This beautiful vegetable with purple dress is one of my favorite, and of all Turkish people, so we have many different dishes made from it in our cuisine. I always think that eggplant (patlican in Turkish) is like a woman ready for a party with her showy clothes, looking so charming. In Turkish we even use eggplant to define the color purple, we call that color ‘eggplant purple’. We generally see these beauties during summer and fall at bazaar. They have mainly two kinds in Turkey. One of them is short in height and plump, like a pear in shape, but fatter than it, which we call “bostan patlicanı” (garden eggplant) in Turkish. And the other, which I used for this dish, is in average size, like a zucchini and we call it “kemer patlican”. I don’t know if these two kinds have special names in English. If you know, I’d be so glad to hear.
It’s always good to know what eggplant dish you will cook before buying as it depends on the dish to buy either pear shaped or zucchini shaped eggplant. For example, if you’re planning to stuff them, pear shaped eggplants are perfect. It is easier to carve and stuff these as they have a shorter body. However, if you want to make eggplant kebab,then you must prefer zucchini shaped eggplants. The body of these are better to be cut in circles. You know the size of these circles must be almost the same with meatballs. As you see in pictures here, we also buy zucchini shaped eggplants to make imambayildi. Why? Because traditionally this dish must be in a boat shape.

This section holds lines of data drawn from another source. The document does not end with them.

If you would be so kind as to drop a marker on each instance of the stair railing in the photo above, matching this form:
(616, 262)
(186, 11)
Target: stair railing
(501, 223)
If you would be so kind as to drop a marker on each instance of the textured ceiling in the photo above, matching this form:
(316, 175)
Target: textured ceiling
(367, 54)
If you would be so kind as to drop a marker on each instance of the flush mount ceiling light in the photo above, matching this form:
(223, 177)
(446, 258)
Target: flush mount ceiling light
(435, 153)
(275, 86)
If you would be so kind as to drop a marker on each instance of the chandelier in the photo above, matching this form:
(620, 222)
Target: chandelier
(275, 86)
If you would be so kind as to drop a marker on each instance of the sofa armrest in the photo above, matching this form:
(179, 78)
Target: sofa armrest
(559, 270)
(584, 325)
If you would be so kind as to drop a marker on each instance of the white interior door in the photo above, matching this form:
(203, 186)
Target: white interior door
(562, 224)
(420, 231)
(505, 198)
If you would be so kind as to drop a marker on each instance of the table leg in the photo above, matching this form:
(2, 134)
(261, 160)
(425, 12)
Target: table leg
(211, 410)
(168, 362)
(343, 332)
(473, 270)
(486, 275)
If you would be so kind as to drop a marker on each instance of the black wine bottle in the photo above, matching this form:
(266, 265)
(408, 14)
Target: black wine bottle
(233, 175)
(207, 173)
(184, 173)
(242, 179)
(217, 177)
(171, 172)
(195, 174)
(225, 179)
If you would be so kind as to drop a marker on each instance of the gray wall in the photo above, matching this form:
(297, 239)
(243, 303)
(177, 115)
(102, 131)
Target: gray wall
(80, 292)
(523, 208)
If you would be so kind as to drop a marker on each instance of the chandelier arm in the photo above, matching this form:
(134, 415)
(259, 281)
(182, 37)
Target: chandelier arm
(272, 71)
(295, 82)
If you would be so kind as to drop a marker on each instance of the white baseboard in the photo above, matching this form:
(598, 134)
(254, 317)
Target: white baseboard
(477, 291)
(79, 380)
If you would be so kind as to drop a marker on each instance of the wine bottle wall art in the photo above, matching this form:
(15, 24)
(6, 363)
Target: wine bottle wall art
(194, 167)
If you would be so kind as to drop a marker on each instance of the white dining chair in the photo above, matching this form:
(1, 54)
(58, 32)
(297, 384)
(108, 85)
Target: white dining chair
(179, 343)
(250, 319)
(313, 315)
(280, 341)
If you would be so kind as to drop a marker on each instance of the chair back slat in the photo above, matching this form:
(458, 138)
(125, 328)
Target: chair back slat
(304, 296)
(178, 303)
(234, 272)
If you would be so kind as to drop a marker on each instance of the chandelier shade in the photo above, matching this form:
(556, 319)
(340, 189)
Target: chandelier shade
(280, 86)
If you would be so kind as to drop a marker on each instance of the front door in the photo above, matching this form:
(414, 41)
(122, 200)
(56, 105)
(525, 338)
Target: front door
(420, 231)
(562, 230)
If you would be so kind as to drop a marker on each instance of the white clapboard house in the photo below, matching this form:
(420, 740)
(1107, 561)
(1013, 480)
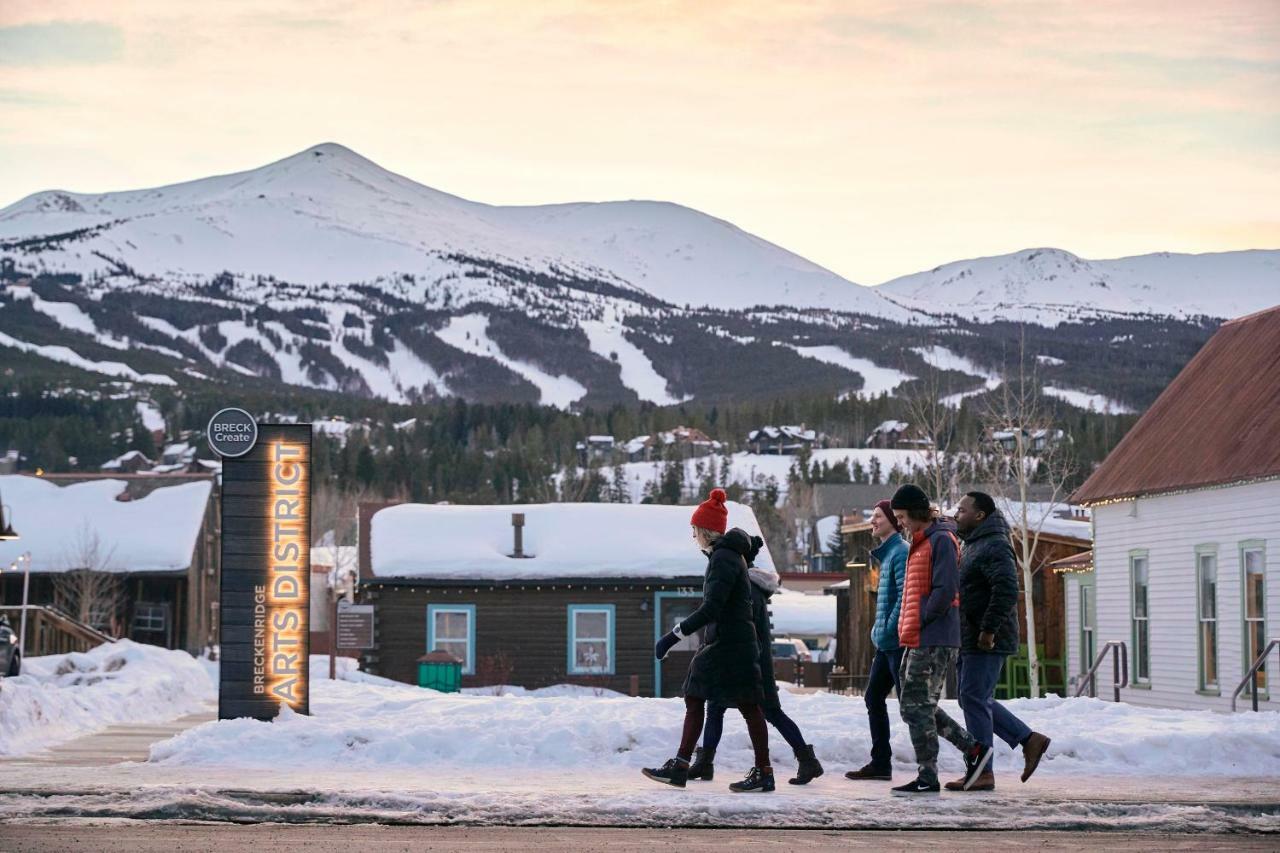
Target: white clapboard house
(1187, 532)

As for the name of this traditional Turkish dish, I didn’t translate it into English as it may sound nonsense. The pure translation is this: The Imam Fainted. Funny, isn’t it? I love not only the dish itself, but also its name. There are several versions of the story of this name. But I want to share the most common and the shortest one. Here it goes!
Once upon a time, there was an imam in a country. He picked some eggplants from his garden on a hot and muggy summer day and took them home. He asked her wife to cook a tasty dish with these eggplants. His wife wanted to make a different dish and she first fried the eggplants, cooked tomatoes, peppers etc in another pot and combined them in a boat shape, then cooked it in oven. However, she put too much oil to the dish. The imam couldn’t refuse to eat it, but fainted at the end of his meal with the effect of hot weather and too much oil. His wife screamed “the imam fainted!” (imam bayildi). Since then, this dish has been called imambayildi (two words combined).
In another version, it is said that the imam fainted even before eating, when he saw the amount of the oil in the dish as oil was so expensive those times.
I don’t love frying something in a pan as I have to clean all the kitchen afterwards, I prefer doing this process in oven. How? It’s in the recipe.
If you get curious enough about imambayildi, let me stop telling stories and give its recipe:
Ingredients (servings :4)
- 4 medium sized eggplants (zucchini shaped)
- 1 medium onion, diced
- 2 green peppers, chopped
- 3 medium sized tomatoes, peeled and diced
- 3 cloves garlic, minced
- 2 tbsp minced fresh mint
- 2 tbsp minced parsley
- Olive oil
- Salt to taste
- 2 sugar cubes
- ¼ cup water
Wash the eggplants. Peel them lengthwise, leaving strips. Cut the green parts around the stems, but leave the stems.
Wait the eggplants for about 15min. in a bowl of salted water to remove their bitterness. Then squeeze them gently and dry with paper towel. To let the heat enter their inside, pierce them on their several parts with a fork.
Preheat the oven to 200C.
Oil a small oven tray and lay the eggplants in it. Then pour 1 ½ tbsp olive oil on each. Put it in oven and cook until they get tender enough (about 30 minutes). You can check it with a small knife.
Meanwhile, we can prepare the filling. Heat 3 tbsp olive oil in a pot and saute the onion. Add peppers and saute. Add tomatoes and garlic, cook it about 5 minutes. Put 2 sugar cubes and enough salt in it. Add fresh mint and parsley, stir a few times and take it from fire.
Take the eggplants out from oven. Cut their stomachs so gently, not too deep. Grab a dessert spoon and give it a boat shape by moving their sides gently aside.
Now put the filling mixture evenly into their opened stomach. Drizzle little olive oil on each eggplant. And pour ¼ cup water in the tray. Cook it in oven at 180C for 40 minutes.
This is a kind of traditional Turkish olive oil dishes that may be served warm or cold either as a main dish or as a side dish. Personally, I love to eat it dipping some bread into its ‘stomach’ and a cup of yogurt goes very well with it.